Friday, January 15, 2016

Cloud Atlas by David Mitchell

If Cloud Atlas by David Mitchell had been a piece of music, rather than a novel, it would probably have taken the form of a gigantic Bartok arch. Its apparently simple, but rather disconcertingly foreign-sounding start would develop into something that sounded quite new, but also strangely familiar. It would reach a central climax at its keystone, but a climax that would not satisfy in the conventional way that music often does, by achieving a stable tonic tutti in a home key, expressed via harmonies that reassure, confirm and reinforce. No, this climax would be violent, but also strange and disconcerting, offering as much question as confirmation. And then it would retrace its steps, but revealing them transformed by the very process of revisiting them. It would progress through its stages of development until it returned to its opening theme, mildly but intellectually transformed.

And it would be here that we would realise that all the material the piece had presented was in fact derived from the same basic idea, transformed via style, tempo and time to appear different, despite its progress through different episodes, which only now appear to be linked. At the end of the process, we are sure where we have been taken, but not at all sure where we have arrived. It might look and sound like the beginning, but we now see it anew, transformed, perhaps even distorted, even a little devalued, a reality newly interpreted.

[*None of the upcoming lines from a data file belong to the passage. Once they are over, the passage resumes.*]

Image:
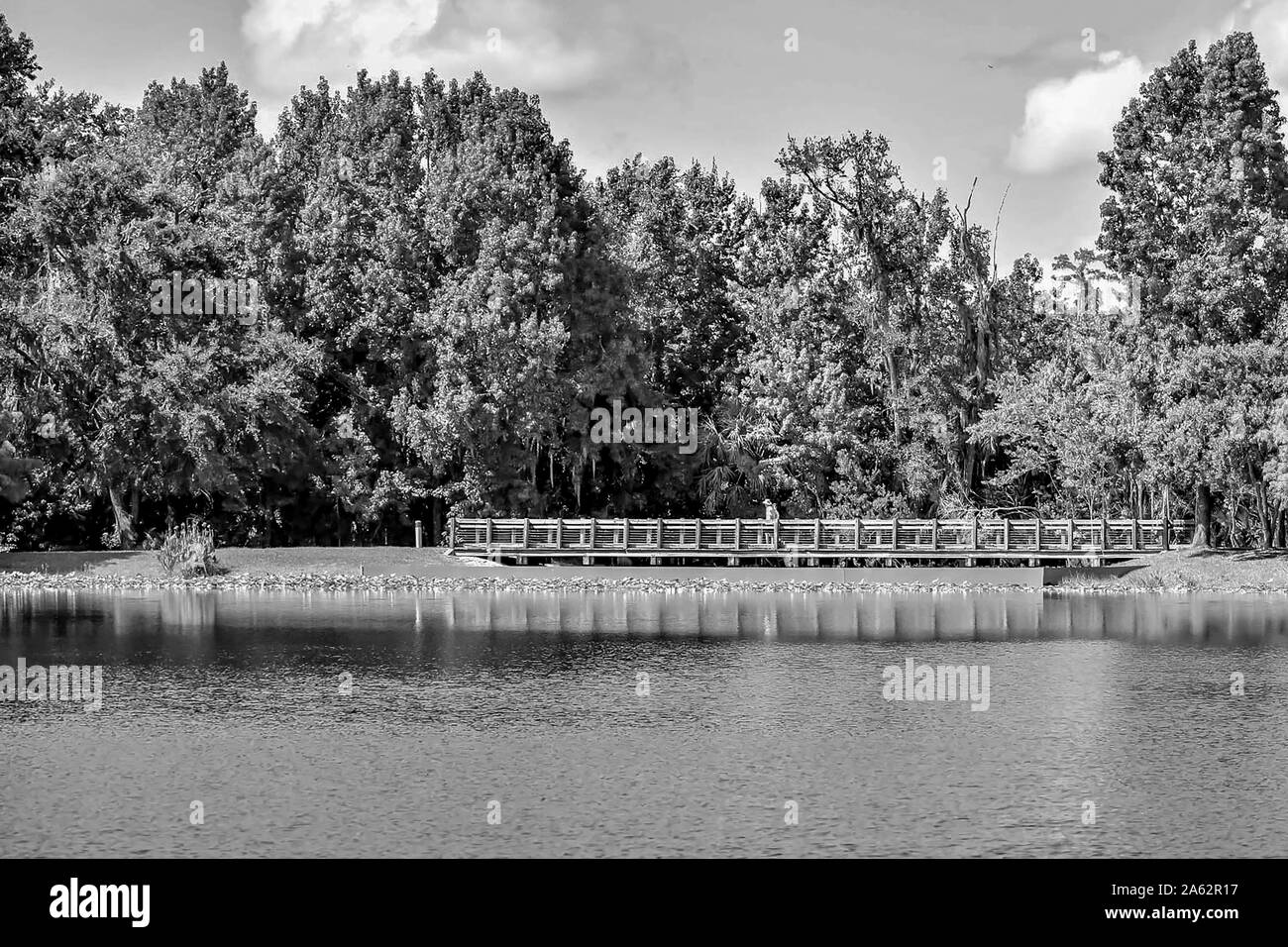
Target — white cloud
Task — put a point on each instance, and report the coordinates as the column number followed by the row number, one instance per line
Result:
column 1068, row 120
column 1269, row 25
column 539, row 46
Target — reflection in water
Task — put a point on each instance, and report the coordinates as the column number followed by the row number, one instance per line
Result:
column 233, row 698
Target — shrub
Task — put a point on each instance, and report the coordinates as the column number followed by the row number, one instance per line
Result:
column 188, row 551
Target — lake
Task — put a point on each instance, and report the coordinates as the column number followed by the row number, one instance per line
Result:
column 648, row 724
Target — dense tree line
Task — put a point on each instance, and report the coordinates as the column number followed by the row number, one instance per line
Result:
column 445, row 298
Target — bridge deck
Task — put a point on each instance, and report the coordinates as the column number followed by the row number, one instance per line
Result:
column 816, row 539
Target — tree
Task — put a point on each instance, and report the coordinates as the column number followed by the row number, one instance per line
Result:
column 1199, row 213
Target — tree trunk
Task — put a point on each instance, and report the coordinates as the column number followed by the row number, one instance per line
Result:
column 1202, row 517
column 124, row 526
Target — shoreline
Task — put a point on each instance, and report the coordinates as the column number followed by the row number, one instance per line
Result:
column 399, row 569
column 349, row 582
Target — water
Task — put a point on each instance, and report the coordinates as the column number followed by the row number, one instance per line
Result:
column 755, row 702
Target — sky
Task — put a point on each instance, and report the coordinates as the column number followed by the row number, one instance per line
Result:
column 1017, row 93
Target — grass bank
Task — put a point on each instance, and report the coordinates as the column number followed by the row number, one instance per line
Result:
column 380, row 569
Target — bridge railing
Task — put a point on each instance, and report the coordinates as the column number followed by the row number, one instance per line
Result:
column 691, row 538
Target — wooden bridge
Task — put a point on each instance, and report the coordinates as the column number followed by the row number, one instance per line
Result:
column 814, row 539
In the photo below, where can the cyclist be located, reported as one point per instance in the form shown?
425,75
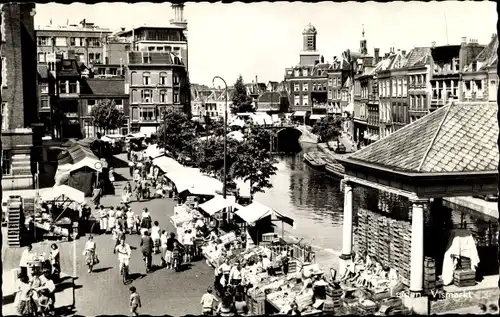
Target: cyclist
124,252
147,250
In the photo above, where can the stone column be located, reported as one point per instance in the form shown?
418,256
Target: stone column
346,255
417,246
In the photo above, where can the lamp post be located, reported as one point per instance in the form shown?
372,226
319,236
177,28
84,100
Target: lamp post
225,135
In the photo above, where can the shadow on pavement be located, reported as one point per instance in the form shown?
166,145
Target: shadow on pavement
117,163
9,299
102,269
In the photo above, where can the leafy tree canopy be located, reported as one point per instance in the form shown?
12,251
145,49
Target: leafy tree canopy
105,114
241,101
328,128
179,133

But Cloud Atlas is a book, a literary, not a musical journey. The territory visited in the atlas, however, is like any inhabited by any artist, that of the human intellect and psyche. Like Julian Barnes’s A History Of The World in 10½ Chapters, it appears to meander from story to story, from setting to setting, with only barely random links. We begin on a nineteenth century Pacific voyage of assumed cultural superiority, graduate to a nineteen-thirties cooperation between a famous, syphilis-ridden composer and a young, naïve and bisexual amanuensis and then suffer a brush with corporate vengeance as a journalist seeks to expose safety risks with an atomic energy installation. A British vanity publisher, vainer than most of his clients, suffers success with a gangster memoir and walks straight into demands for a greater slice of what he assumes is his own action. Many decades later we encounter a dystopia, where a humanoid bred purely for service graduates threateningly to a more enlightened state. Into a further indeterminate future, we find a complete disjunction between rich and educated versus peasant and poor, groups who do not even share the same environment. And thus we reach the keystone in the arch, when the characters of a dystopic future cooperate to complete a mission that appears to be in both their interests. They share a design, a motivation, perhaps even values.

Then in turn we revisit each scenario we encountered on our way up. Each still occupies its own place in space, time and perception, a state in which they know their past but must speculate on their future. Even if we go backwards, time still progresses. By the time we have descended the other half of the arch, we are back where we began in the nineteenth century Pacific. But strangely, it seems that this earliest of the characters in time knows everything about all the others and can describe their lives.

But as we work through these apparently different stories, we begin to perceive a thread. There are obvious links. In some shape or form, each new scenario demonstrates an awareness of what preceded it. But these obvious links are not the real thematic threads. We are interested in each story because we meet characters pursuing both cooperation and competition. We find people driven by belief, internally driven by motives they themselves cannot control. But it is this drive that forces them to act, and it is their actions that provoke responses, cooperative or competitive, in others, differences usually driven by perceived interest.  And perhaps inevitably they all judge. They all seek personal advantage, but sometimes this is pursued via shared or group identity, alliances that both define and protect. We compete as individuals, but we also live by cooperation, applying judgment via assumption, presumption and prejudice, alongside what we excuse as intellect.

Thus Cloud Atlas examines the human condition. As an atlas it fixes certain aspects of humanity as constants, the ever-present belief, motivation and the need to act, to cooperate and compete. But the cloud is the nebulous form these constants may take in different time and place. We are driven by common traits towards unpredictable outcomes, the consequences of which our own future must accommodate and share. In Cloud Atlas by David Mitchell perhaps there is permanence along the way, but each scenario finds characters apparently forced by mere circumstance to act, to respond, to initiate, but only ever with partial sight of possible outcome. As the arch reveals its completion, we are back where we began, but we are richer for the experience, transformed by the journey. We might know where we are, but how do we respond? There, perhaps, is the permanent question.